The program in the computer storage medium realizes the steps of the album video identification method when being executed by a processor, so the computer storage medium can also obtain the technical effect of the album video identification method.

The foregoing is a more detailed description of the invention in connection with specific preferred embodiments and it is not intended that the invention be limited to these specific details. For those skilled in the art to which the invention pertains, several simple deductions or substitutions can be made without departing from the spirit of the invention, and all shall be considered as belonging to the protection scope of the invention.

Claims

1. A method for identifying a video of an album is characterized by comprising the following steps:

inputting video data to be recognized into the video recognition model;

2. The photo album video identification method according to claim 1, wherein the building of the video identification model based on the deep learning comprises building the video identification model based on a long-term cyclic convolutional neural network model, and the video identification model comprises a convolutional neural network-based feature extraction layer and a cyclic neural network-based feature mining layer.

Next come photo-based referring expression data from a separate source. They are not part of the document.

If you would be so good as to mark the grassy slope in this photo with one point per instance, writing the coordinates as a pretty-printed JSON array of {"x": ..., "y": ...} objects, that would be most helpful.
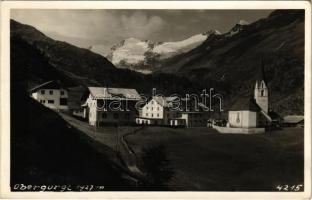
[
  {"x": 45, "y": 150},
  {"x": 204, "y": 161}
]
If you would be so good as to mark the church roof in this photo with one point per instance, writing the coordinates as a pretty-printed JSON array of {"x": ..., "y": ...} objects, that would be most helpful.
[
  {"x": 245, "y": 103},
  {"x": 261, "y": 75}
]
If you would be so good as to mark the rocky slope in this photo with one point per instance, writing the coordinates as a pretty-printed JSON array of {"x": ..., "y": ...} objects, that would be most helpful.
[
  {"x": 37, "y": 58},
  {"x": 234, "y": 58},
  {"x": 227, "y": 62},
  {"x": 146, "y": 56}
]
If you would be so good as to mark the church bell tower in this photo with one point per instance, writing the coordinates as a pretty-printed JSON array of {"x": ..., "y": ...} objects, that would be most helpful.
[{"x": 261, "y": 90}]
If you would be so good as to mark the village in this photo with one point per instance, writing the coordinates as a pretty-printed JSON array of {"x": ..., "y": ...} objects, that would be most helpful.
[{"x": 105, "y": 106}]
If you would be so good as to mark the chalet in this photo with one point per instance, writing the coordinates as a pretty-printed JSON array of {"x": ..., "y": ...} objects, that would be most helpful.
[
  {"x": 51, "y": 94},
  {"x": 158, "y": 111},
  {"x": 111, "y": 106}
]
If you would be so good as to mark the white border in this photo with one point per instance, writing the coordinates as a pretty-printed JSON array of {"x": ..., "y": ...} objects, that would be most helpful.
[{"x": 5, "y": 99}]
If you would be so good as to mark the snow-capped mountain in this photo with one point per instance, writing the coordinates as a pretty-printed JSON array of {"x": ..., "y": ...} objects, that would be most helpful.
[{"x": 145, "y": 56}]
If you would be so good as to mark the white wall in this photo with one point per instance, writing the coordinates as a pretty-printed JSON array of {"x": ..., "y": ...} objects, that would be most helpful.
[
  {"x": 153, "y": 110},
  {"x": 243, "y": 119},
  {"x": 55, "y": 97}
]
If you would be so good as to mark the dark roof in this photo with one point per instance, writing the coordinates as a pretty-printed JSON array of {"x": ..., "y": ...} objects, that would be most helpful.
[
  {"x": 245, "y": 103},
  {"x": 114, "y": 93},
  {"x": 164, "y": 101},
  {"x": 293, "y": 119},
  {"x": 274, "y": 115},
  {"x": 48, "y": 85}
]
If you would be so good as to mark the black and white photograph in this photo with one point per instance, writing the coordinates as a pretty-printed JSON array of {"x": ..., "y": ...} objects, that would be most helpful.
[{"x": 163, "y": 100}]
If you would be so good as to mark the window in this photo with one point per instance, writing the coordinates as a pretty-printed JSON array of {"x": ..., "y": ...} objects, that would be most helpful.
[
  {"x": 50, "y": 101},
  {"x": 63, "y": 101}
]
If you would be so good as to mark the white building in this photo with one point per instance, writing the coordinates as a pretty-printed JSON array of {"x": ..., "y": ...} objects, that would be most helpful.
[
  {"x": 157, "y": 111},
  {"x": 252, "y": 112},
  {"x": 111, "y": 106},
  {"x": 52, "y": 95}
]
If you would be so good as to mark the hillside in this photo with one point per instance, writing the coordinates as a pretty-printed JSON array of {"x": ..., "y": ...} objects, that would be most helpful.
[
  {"x": 41, "y": 59},
  {"x": 146, "y": 56},
  {"x": 227, "y": 62},
  {"x": 46, "y": 151},
  {"x": 234, "y": 58}
]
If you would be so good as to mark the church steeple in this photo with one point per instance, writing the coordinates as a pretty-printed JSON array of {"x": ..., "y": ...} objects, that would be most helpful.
[{"x": 261, "y": 90}]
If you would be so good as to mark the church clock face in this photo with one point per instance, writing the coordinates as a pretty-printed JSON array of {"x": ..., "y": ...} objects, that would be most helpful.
[{"x": 237, "y": 118}]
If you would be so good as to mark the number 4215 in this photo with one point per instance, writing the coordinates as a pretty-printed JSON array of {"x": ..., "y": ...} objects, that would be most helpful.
[{"x": 293, "y": 188}]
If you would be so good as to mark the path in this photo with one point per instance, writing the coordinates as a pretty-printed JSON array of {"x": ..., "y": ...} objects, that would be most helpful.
[{"x": 113, "y": 137}]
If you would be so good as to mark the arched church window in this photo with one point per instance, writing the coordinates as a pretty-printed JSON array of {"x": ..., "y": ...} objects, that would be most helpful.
[{"x": 237, "y": 118}]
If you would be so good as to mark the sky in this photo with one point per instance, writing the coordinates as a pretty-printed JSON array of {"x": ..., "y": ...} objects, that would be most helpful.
[{"x": 104, "y": 28}]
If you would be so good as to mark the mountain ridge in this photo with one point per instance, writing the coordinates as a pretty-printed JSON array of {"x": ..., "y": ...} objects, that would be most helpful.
[{"x": 144, "y": 55}]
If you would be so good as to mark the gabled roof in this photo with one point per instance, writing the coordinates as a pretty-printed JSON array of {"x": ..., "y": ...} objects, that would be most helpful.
[
  {"x": 114, "y": 93},
  {"x": 164, "y": 101},
  {"x": 48, "y": 85},
  {"x": 245, "y": 103},
  {"x": 274, "y": 115},
  {"x": 293, "y": 119}
]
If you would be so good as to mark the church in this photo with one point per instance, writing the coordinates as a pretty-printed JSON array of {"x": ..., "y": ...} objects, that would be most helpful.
[
  {"x": 250, "y": 114},
  {"x": 253, "y": 111}
]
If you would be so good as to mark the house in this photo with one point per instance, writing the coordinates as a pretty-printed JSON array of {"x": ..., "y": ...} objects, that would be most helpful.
[
  {"x": 111, "y": 106},
  {"x": 158, "y": 111},
  {"x": 293, "y": 121},
  {"x": 51, "y": 94},
  {"x": 250, "y": 114}
]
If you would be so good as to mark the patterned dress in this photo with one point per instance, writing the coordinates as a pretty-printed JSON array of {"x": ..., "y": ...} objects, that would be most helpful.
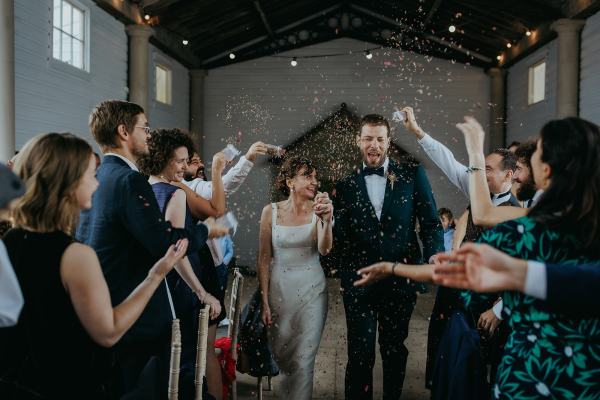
[{"x": 547, "y": 355}]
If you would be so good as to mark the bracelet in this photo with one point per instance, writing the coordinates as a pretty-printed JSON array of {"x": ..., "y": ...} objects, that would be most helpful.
[{"x": 473, "y": 169}]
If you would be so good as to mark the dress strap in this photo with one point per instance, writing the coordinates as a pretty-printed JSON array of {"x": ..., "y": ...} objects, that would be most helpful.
[{"x": 274, "y": 214}]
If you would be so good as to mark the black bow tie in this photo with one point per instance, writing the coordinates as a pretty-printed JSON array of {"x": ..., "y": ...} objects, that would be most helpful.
[{"x": 373, "y": 171}]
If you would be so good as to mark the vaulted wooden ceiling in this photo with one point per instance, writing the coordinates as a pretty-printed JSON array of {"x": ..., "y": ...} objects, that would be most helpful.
[{"x": 255, "y": 28}]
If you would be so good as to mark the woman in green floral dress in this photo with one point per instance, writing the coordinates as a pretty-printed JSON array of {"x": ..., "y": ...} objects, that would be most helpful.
[{"x": 549, "y": 355}]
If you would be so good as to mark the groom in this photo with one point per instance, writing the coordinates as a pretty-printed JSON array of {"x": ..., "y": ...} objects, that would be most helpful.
[{"x": 376, "y": 209}]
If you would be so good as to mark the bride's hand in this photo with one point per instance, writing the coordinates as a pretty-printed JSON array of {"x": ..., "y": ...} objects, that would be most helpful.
[
  {"x": 374, "y": 273},
  {"x": 265, "y": 315}
]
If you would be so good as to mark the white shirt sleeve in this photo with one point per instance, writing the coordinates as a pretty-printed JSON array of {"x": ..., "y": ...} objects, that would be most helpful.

3. The photo album video identification method according to claim 2, wherein after the video identification model is constructed based on the long-term cyclic convolution neural network model, the method further comprises the following steps:

training a residual error network layer for extracting image features;

4. The method for photo album video identification according to claim 3, wherein the training the residual network layer for extracting image features comprises training the residual network layer for extracting image features by using image sets under a plurality of scenes.

5. The method for identifying photo album video according to claim 4, wherein the step of replacing the feature extraction layer in the long-term cyclic convolution neural network model with the residual error network layer comprises the following steps:

6. The method for identifying photo album video according to claim 3, wherein the step of inputting the video data to be identified into the video identification model comprises the following steps:

7. The photo album video identification method according to claim 2 or 3, wherein after the video identification model is constructed based on the long-term cyclic convolution neural network model, the method further comprises the following steps:

8. The method for photo album video identification according to claim 1, wherein the feature extraction layer comprises a trained residual network layer, and/or the feature mining layer comprises a bidirectional long-short term memory network layer.

9. The album video identification method according to claim 1, wherein after determining whether the video data to be identified is an album video according to the output of the output layer of the video identification model, further comprising the steps of:

10. An album video recognition system for implementing the album video recognition method according to any one of claims 1 to 9, the system comprising:

11. An apparatus for video recognition of an album, comprising:

a processor;

a memory having stored therein executable instructions of the processor;

wherein the processor is configured to perform the steps of the album video identification method according to any of claims 1 to 9 via execution of the executable instructions.

12. A computer-readable storage medium storing a program, wherein the program, when executed by a processor, implements the steps of the album video recognition method according to any one of claims 1 to 9.